In terms of sentence structure, which is usually a big problem in translation, what it takes is good command of the source language, but also excellent knowledge of the target language. Frequently, the target language is taken for granted, as native speakers do not feel they have to pay special attention to studying their mother tongue. The result is that editors often have problems understanding the meaning of sentences that follow too closely the structure of the source language instead of the natural syntactic structure of the target language.
Taking all these and many other things into consideration, I designed a syllabus for a translation course. These are the general topics I included in it (discussing more specific categories during classes): Basic notions: source language – target language, different discourse – different style; Difficulties encountered in translation: ambiguous sentences, homophones; Specifics of the two languages concerned: exercises with short newspaper texts: idioms, S+V+O sentence structure in English, not necessarily in Macedonian; Legal vocabulary: court decisions, statute, legal acts; Oral translation: consecutive translation; Economy and finance vocabulary: regulations, directives and other documents concerning economic issues; Translation in specific areas: medicine, traffic, diplomacy, etc.; Oral translation: simultaneous translation; Theory of translation of literary works; reading and analysis of examples translated poems, stories and novel extracts. Every class also incorporated practical translation work.

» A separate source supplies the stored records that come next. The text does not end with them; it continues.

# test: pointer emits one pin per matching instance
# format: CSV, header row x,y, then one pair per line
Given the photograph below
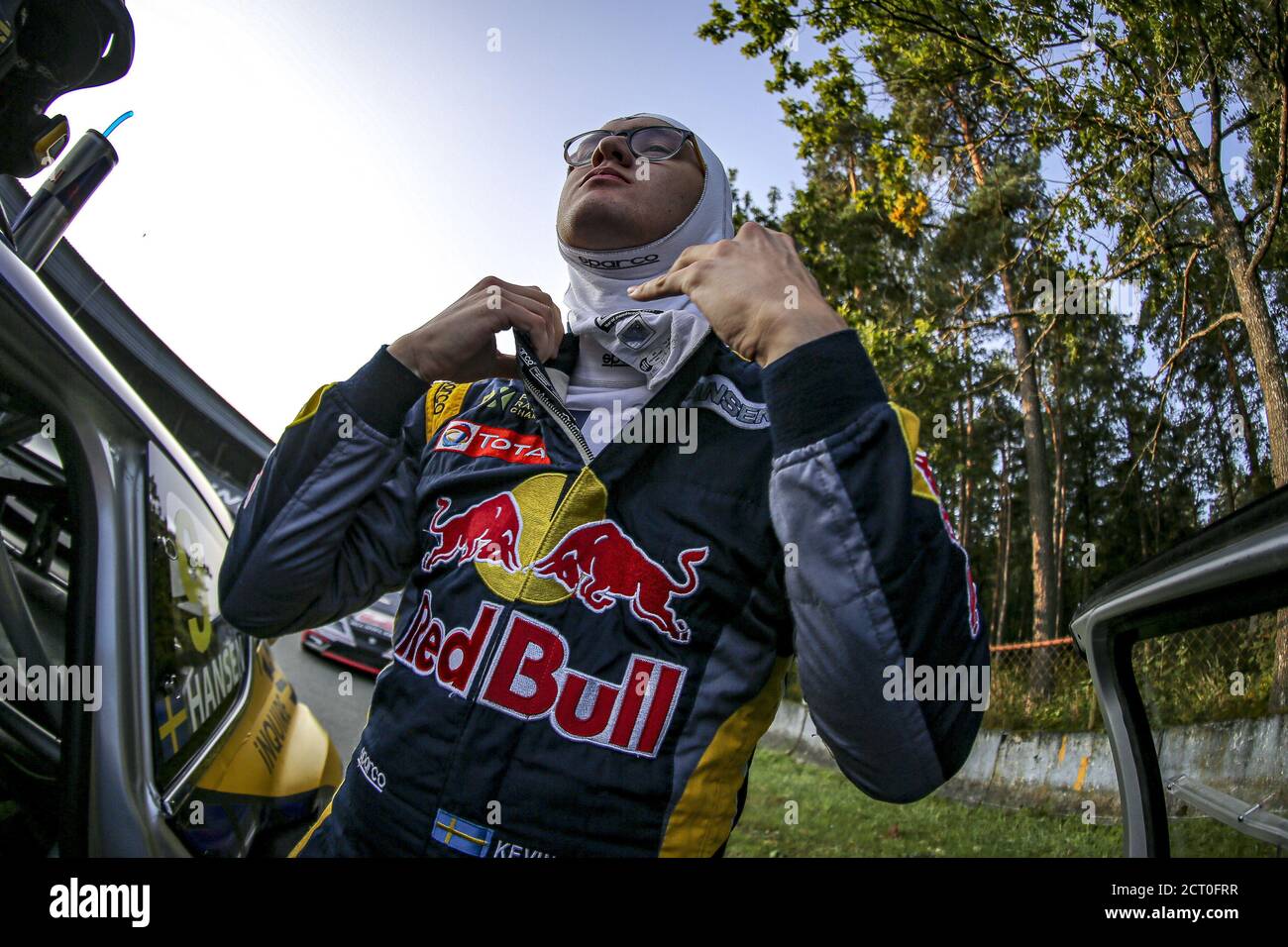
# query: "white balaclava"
x,y
653,337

Aware that a one-semester translation course cannot possibly cover all significant areas, I nevertheless hope that the syllabus is a good basis for the classes, always remembering, as a build-up over this foundation, to give instructions to students where they can look further for additional resources, for instance for vocabulary in the areas of medicine, economy and other expert areas; to tell them to read and research literary works written by Macedonian authors when they translate literary works written in English into their native language, and to mention excellent translations of poems or stories for comparison; or to tell them to practice oral interpretation with a friend a few days before they have an actual interpretation project for which they are engaged.